What is all the buzz about “greywater”? Due to the severity of the drought in the western United States, many water purveyors are promoting the use of second-hand water, commonly referred to as “greywater.” Water coming out of the tap is considered clean and safe for drinking water. Water that is used to wash clothes or our bodies is called greywater (as opposed to “blackwater,” which is water that was used in the toilet). Blackwater is never used for secondary purposes and is generally sent directly to sewage treatment plants to be treated to a point and then released to the ocean. If you use soap without harmful phosphates, you can send this water to the garden to water plants.
>> For more on greywater, read the accompanying feature article, “Ponds Serve a Role in Water Conservation.”
Greywater is never stored; rather, it is generally gravity-fed to the garden as it is used. Storage of greywater is not done due to the potential for harmful bacteria to multiply in storage. Greywater systems allow you to get two uses out of the water you use. Greywater is a great idea for drought-stricken parts of the world and can be used on fruit trees; however, it is not encouraged to use greywater in vegetable gardens or on any type of food you will directly eat.
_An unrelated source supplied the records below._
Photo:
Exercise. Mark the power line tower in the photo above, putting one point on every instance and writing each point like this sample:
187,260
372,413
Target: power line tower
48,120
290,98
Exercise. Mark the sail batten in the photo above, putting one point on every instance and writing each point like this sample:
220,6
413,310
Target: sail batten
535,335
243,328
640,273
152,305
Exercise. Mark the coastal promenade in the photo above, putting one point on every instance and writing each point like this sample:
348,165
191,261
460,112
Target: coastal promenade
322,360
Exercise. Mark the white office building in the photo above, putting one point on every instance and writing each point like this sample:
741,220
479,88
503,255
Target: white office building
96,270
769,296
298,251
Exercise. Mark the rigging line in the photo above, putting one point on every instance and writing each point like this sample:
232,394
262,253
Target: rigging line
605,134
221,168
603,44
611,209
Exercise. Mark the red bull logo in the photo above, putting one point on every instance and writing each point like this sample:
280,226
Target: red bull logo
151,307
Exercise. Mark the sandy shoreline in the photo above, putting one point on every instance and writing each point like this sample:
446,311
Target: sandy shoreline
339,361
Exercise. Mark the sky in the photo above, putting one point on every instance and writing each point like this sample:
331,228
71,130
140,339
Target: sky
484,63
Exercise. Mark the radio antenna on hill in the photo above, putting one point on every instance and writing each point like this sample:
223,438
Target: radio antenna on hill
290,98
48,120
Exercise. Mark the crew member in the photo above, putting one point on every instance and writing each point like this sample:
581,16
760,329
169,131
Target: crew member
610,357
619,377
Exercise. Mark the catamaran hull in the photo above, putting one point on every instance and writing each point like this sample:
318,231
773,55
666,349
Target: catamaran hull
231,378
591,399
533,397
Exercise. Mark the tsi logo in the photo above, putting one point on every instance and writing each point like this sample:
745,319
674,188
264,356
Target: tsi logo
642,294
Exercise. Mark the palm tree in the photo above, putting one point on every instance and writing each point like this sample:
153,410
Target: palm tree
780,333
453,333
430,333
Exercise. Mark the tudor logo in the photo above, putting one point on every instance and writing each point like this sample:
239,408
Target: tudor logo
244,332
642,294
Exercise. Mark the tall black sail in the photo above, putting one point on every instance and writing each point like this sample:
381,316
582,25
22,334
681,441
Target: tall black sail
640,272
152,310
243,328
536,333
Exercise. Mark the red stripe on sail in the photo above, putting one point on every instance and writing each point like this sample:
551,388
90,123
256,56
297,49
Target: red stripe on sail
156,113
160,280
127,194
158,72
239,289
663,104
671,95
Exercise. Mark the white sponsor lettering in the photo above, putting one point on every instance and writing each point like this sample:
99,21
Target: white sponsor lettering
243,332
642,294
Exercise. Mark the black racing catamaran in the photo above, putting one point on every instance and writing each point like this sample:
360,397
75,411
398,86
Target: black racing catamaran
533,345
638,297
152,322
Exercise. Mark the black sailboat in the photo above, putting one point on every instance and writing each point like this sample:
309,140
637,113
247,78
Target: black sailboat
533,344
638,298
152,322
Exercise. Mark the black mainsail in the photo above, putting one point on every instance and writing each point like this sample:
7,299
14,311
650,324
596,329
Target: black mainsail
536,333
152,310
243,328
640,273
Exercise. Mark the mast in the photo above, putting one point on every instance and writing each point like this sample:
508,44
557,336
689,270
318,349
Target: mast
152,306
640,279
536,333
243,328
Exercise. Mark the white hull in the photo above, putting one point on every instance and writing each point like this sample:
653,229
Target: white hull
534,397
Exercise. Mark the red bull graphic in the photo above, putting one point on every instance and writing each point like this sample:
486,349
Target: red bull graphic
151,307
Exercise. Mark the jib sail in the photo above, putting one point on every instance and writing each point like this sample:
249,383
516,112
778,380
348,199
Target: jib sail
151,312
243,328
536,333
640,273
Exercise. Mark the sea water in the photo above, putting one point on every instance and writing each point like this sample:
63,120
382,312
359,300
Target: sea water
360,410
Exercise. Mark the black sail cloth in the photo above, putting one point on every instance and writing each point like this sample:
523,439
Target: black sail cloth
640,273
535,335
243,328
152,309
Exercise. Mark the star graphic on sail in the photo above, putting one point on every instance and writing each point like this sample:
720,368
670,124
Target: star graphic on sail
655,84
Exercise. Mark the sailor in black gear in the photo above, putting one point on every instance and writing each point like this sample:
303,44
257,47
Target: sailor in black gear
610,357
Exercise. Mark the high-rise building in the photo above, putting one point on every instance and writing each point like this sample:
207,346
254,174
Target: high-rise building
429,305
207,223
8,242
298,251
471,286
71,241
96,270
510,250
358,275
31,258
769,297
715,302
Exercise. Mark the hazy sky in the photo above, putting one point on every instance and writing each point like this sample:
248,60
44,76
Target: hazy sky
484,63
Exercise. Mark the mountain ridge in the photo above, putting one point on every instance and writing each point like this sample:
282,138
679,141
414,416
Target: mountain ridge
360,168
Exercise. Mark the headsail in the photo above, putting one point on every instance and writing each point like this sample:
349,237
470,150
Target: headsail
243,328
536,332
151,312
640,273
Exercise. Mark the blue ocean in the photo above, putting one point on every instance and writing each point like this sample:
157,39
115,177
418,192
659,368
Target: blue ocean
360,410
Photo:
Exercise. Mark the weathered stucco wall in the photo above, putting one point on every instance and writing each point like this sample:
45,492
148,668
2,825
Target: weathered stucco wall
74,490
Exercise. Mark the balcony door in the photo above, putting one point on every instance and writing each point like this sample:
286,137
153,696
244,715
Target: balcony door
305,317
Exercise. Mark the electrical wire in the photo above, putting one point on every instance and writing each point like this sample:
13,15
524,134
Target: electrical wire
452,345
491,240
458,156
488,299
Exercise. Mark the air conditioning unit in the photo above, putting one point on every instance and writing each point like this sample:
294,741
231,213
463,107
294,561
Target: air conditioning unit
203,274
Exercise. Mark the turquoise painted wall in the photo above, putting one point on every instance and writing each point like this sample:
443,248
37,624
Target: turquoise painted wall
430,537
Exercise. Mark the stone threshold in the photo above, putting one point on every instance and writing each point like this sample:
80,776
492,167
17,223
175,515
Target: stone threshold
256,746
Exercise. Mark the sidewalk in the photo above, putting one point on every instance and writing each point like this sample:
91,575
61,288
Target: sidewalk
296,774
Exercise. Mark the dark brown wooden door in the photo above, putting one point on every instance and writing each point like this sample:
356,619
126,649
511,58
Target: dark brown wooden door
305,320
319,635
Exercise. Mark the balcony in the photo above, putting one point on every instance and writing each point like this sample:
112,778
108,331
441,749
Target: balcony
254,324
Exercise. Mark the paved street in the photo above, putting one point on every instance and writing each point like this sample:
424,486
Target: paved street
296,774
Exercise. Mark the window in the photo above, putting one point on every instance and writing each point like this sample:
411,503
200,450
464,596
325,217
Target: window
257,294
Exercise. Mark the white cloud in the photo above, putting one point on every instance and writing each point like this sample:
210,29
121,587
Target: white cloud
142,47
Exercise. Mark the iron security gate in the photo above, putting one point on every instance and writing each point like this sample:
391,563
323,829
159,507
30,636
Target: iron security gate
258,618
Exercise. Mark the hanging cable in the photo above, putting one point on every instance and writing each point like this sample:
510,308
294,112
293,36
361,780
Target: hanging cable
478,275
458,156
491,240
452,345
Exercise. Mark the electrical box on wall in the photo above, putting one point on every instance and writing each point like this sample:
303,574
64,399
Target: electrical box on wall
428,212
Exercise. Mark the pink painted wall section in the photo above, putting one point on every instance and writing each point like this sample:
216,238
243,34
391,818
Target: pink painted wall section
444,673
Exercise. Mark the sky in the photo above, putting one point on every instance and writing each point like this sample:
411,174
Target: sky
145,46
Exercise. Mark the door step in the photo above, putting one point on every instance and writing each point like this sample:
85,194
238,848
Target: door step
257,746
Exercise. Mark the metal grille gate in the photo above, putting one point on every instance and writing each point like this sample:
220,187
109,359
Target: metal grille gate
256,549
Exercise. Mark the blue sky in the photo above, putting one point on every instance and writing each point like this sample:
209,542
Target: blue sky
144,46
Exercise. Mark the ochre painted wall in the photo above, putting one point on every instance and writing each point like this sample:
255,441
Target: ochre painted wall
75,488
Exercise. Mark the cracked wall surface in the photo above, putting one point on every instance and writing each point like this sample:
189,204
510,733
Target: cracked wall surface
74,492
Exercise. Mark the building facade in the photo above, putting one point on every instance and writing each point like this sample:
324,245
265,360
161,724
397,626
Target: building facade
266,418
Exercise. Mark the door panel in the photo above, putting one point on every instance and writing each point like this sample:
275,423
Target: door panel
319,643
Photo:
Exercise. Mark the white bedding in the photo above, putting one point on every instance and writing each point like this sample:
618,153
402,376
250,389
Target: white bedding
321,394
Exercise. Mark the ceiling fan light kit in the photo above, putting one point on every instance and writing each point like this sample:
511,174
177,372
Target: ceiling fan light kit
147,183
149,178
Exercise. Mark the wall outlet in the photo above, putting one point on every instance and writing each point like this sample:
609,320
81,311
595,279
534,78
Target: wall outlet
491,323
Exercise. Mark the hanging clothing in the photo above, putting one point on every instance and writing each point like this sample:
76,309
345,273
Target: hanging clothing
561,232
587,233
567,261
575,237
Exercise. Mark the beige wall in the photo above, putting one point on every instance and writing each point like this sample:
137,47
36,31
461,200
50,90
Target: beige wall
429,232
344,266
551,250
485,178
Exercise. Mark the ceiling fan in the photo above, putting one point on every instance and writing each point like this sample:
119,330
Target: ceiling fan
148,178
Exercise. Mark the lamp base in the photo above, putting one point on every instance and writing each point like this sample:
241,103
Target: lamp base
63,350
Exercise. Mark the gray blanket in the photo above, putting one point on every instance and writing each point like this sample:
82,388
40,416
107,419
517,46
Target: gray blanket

In terms of efficiency, greywater pales in comparison to an aquaponic system. Greywater uses the same water two times. Aquaponics uses the same water over and over…perhaps hundreds of times. The only reason it is not used more is due to evaporation. Pond-based aquaponics constitutes a closed-loop system, and you can directly eat veggies grown with pond water. There is no better way to grow backyard veggies, save water, and lower your grocery bill than an aquaponic system that is fed from nutrients from the koi you love.